Auto-industry whistle-blowers could soon reap financial rewards

Senate Passes Legislation Aimed At Accelerating Discovery Of Safety Flaws

In hearing after hearing last year, members of Congress took turns admonishing auto executives and federal regulators for their roles in prolonging an ongoing series of safety crises.

Now, Congress is taking action.

While several pieces of legislation aimed at improving car safety have been introduced in the wake of the General Motors ignition-switch and Takata airbag cases, one finally gained traction earlier this week. The US Senate approved legislation that provides financial incentives for auto-industry whistle-blowers to come forward with information on defects that could endanger motorists.

Under provisions of the Motor Vehicle Safety Whistleblower Act, an employee who comes forward with information could collect as much as 30 percent of the financial sanctions levied against an automaker.

The incentives could provide millions of dollars to an employee whose knowledge leads to enforcement or fines. Earlier this year, the National Highway Traffic Safety Administration fined Honda $70 million in civil penalties for failing to submit death, injury and warranty information. A hypothetical whistle-blower in that case would have been eligible to receive a $21 million payout under the law.

Future payments under the law could actually be even larger, as NHTSA seeks to increase the maximum penalty allowed by law from $35 million to $300 million.

The bill now goes to the House for consideration.

In the senate, the legislation received bipartisan support and received unanimous consent. It was sponsored by Sen. John Thune (R-South Dakota), and had four Democratic and three Republican co-sponsors. The bill emerged in the wake of the General Motors ignition-switch defect crisis. Documents have shown company officials knew about defects in the switches as early as 2004, but didn't issue a recall to remedy the deadly problem until February 2014. At latest count, the flawed switches have led to 90 deaths.

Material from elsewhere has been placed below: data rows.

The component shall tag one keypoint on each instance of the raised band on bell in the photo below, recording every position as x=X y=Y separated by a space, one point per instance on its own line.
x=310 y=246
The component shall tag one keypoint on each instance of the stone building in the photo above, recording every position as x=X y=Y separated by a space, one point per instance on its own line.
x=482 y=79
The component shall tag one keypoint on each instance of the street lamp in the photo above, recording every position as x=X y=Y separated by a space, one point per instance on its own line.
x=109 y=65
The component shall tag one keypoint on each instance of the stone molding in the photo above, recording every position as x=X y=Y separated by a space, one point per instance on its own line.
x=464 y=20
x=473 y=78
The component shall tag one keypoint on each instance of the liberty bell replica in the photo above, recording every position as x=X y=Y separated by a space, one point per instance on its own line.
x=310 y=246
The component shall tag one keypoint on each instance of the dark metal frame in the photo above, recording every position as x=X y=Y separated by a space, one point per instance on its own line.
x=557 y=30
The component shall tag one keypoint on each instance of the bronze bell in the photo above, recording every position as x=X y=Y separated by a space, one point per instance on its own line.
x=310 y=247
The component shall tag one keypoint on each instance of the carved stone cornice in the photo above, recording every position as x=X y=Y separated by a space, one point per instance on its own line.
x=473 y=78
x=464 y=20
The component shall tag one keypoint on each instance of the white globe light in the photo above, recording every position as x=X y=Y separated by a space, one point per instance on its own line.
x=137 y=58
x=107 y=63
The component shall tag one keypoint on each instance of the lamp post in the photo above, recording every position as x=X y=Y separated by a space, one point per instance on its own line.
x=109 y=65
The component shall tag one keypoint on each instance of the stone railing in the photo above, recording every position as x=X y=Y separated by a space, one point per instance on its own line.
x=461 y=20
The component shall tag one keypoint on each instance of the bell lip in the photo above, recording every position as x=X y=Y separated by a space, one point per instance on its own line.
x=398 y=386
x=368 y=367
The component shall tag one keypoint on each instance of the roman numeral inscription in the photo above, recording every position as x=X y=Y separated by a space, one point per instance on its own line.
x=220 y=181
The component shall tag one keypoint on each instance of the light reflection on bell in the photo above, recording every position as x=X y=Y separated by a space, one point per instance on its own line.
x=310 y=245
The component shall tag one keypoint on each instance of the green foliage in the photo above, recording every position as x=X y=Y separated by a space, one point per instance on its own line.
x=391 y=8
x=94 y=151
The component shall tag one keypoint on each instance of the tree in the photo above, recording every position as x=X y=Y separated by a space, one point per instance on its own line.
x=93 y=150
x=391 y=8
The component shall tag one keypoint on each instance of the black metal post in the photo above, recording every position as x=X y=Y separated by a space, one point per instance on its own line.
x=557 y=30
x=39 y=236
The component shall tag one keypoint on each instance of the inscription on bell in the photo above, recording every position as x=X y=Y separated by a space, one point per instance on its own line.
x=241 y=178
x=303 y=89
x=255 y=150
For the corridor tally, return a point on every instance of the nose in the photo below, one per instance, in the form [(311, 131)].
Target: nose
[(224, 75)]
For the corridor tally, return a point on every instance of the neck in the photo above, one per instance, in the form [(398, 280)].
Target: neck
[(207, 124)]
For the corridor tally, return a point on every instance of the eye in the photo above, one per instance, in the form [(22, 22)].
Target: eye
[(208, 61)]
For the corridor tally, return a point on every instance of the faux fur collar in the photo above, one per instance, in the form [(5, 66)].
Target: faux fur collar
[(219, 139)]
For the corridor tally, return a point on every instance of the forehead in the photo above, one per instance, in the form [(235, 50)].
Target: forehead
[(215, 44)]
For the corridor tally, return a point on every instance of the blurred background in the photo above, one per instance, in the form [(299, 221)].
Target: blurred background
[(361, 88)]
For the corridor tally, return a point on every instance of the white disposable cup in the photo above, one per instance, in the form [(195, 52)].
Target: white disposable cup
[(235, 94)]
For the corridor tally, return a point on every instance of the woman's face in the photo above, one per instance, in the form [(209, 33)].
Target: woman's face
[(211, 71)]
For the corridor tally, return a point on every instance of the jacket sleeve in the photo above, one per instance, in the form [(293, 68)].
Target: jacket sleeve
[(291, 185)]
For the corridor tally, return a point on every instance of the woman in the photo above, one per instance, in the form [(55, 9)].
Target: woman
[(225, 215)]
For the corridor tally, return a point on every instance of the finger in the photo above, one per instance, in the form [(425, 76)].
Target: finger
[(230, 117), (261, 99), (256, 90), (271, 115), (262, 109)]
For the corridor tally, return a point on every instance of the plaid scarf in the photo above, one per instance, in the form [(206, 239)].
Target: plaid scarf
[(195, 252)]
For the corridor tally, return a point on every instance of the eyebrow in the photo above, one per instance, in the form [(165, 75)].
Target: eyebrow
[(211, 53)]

Similarly, records showed that global supplier Takata knew about problems with airbags that explode rather than deploy normally in car accidents for years before a rolling series of recalls began. At least six drivers have died after being sprayed with shrapnel from the exploding airbag materials.

Lawmakers are hoping the legislation provides incentive for employees to come forward instead of waiting years for the next safety crisis to unravel. The legislation covers employees who work at OEMs, suppliers, dealerships and contractors, and allows them to remain unnamed in the process, but denies awards to employees convicted of criminal action in relation to the violation or contributes to the violation of motor-vehicle safety laws. The 30-percent figure is a maximum possible payout – the secretary of the Department of Transportation would have authority to make a final monetary determination.

The whistle-blower law is one of several new pieces of legislation proposed that would set stricter safety thresholds for the auto industry.

A bill sponsored by Sen. Richard Blumenthal (D-Conn.) would prohibit dealerships from selling or leasing used cars until any recall-related safety issued had been repaired. Another bill sponsored by Sen. Ed Markey (D-Mass.) would mandate that all outstanding recalls are completed before a vehicle's registration could be renewed. Both bills have been referred to a subcommittee on Commerce, Science and Transportation.